Amazon Redshift: Data Warehousing for the Masses

Minh Nguyen
Aug 6, 2018
6 min read

Amazon Redshift has gotten a lot of news in the past few months. Larry Ellison slammed Redshift at OpenWorld in October 2017, the 2nd time after he had already thrown darts in 2016. You know you’re doing something right when Larry calls you out on stage.

We’ve not been able to discover the reason why Amazon chose the name Redshift for its data warehousing solution, but we suspect it had something to do with hyper expansion. Like the universe’s rapid expansion since the Big Bang, enterprise data has also expanded at a rapid rate. And, as with the universe, there’s no end to its growth in sight!

In this post, we’ll cover the basic concepts behind Amazon Redshift, and why it’s seen so much adoption.

Why Redshift?

Let’s take the expanding universe analogy a bit further. Much of the universe lies beyond our current observational horizon. In a similar way, lots of enterprise data also lies in the dark — untouched and unanalyzed. One motivation for Amazon building Redshift was to ease the path to analyzing this “dark data.” And do it in a way that allows anybody to deploy a data warehouse solution without large setup costs or deep technical expertise. Amazon offers a free 60 day trial for data analysts to get their feet wet with Redshift. A time-to-first-report is around 15 minutes. That’s enough time for analysts to quickly gain some initial business insights into their data and see if it is worthwhile before committing further resources. Should they decide to go with Redshift, there’s no upfront expense. The entry price point for the smallest data set is $0.25/node/hour. That’s less than $1,000/TB/year, an order of magnitude cheaper than current warehouse solutions.

With cost no longer a factor in preventing the democratization of data warehousing, let’s probe what Redshift is, how it works and what the future holds.

What is Amazon Redshift?

Amazon Redshift is a relational database system built on PostgreSQL principles. It’s optimized for performing online analytical processing (“OLAP”) queries efficiently over petabytes of data. The query handling efficiency is achieved through the combination of:

highly parallel processing
a columnar database design
data compression of columns
a query optimizer
compiled query code

Each of these merits its own post. In what follows, we’ll provide the highlights of the design.

What’s inside Amazon Redshift?

The heart of each Redshift deployment is a cluster. Each cluster has a leader node and one or more compute nodes, all connected by high speed links. There are two types of compute nodes, each with different CPU, RAM and storage characteristics.

The Dense Compute (DC) nodes are meant for speed of query execution, with less storage, and is best for high performance activities. It is implemented with SSD drives. The Dense Storage (DS) nodes are for storing and querying big data, using typical hard disk drives.

You choose the node type depending on what you wish to achieve. For instance, you may want to store large amounts of data and run complex queries against it, or increase speed of execution for near-real time analytics, etc. The number of nodes you select depends on the size of your data and the query handling performance you seek.
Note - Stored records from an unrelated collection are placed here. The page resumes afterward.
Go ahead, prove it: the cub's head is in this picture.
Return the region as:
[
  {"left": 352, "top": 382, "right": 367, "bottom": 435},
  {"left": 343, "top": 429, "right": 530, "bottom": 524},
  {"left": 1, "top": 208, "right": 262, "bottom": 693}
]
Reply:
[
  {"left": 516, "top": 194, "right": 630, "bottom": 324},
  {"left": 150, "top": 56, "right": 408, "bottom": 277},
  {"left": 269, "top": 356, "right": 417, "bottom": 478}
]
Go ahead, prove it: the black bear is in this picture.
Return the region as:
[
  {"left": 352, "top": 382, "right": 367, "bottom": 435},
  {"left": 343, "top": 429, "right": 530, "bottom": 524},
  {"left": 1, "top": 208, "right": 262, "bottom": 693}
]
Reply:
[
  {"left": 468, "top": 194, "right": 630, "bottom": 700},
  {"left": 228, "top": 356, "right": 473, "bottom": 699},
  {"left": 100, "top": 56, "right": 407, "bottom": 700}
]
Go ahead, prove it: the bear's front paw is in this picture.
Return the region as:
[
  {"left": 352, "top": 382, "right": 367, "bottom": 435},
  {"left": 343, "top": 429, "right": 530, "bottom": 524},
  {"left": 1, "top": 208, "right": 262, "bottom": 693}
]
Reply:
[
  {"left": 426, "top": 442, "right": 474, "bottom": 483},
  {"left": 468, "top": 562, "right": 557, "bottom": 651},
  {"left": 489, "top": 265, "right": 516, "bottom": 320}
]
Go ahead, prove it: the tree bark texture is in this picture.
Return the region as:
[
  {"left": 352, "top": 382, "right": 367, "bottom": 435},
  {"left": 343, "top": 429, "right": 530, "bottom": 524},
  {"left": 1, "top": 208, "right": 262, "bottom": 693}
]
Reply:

There’s a difference in pricing for these options, of course. And you can adjust these as your needs change.

A leader node is the interface to your business intelligence application. It offers standard PostgreSQL JDBC/ODBC interfaces for queries and responses. It serves as the traffic cop directing queries from customer applications to the appropriate compute nodes, and manages the results returned. It also distributes ingested data into the compute nodes to build your databases.

Each compute node has its storage divided into at least two slices, with each slice performing a portion of the node’s workload in parallel. A user-specified data distribution plan places ingested data across the various compute nodes and their slices. Choose this plan with care so that nodes are not under-utilized and reduce data movement between nodes during query execution. There is also an art to selecting the appropriate sort key to make query handling more efficient. We’ll write more on best practices around these topics in future blog posts.

Redshift clusters run on the Amazon Elastic Compute Cloud (EC2) platform. These clusters can either be on a space shared with other AWS users (the so-called “classic” platform) or cordoned off by your own Virtual Private Cloud(VPC). In either case, you assign IP addresses to allow external applications to access you clusters. Also, you can decide if you want your external data sources to traverse the VPC to populate your clusters. Finally, you set up your clusters in what’s called an availability zone, which is an isolated “location” within an Amazon EC2 region.

Redshift data is also replicated in the Amazon Simple Storage Service (S3). Customers can also choose to have another S3 backup in a different region.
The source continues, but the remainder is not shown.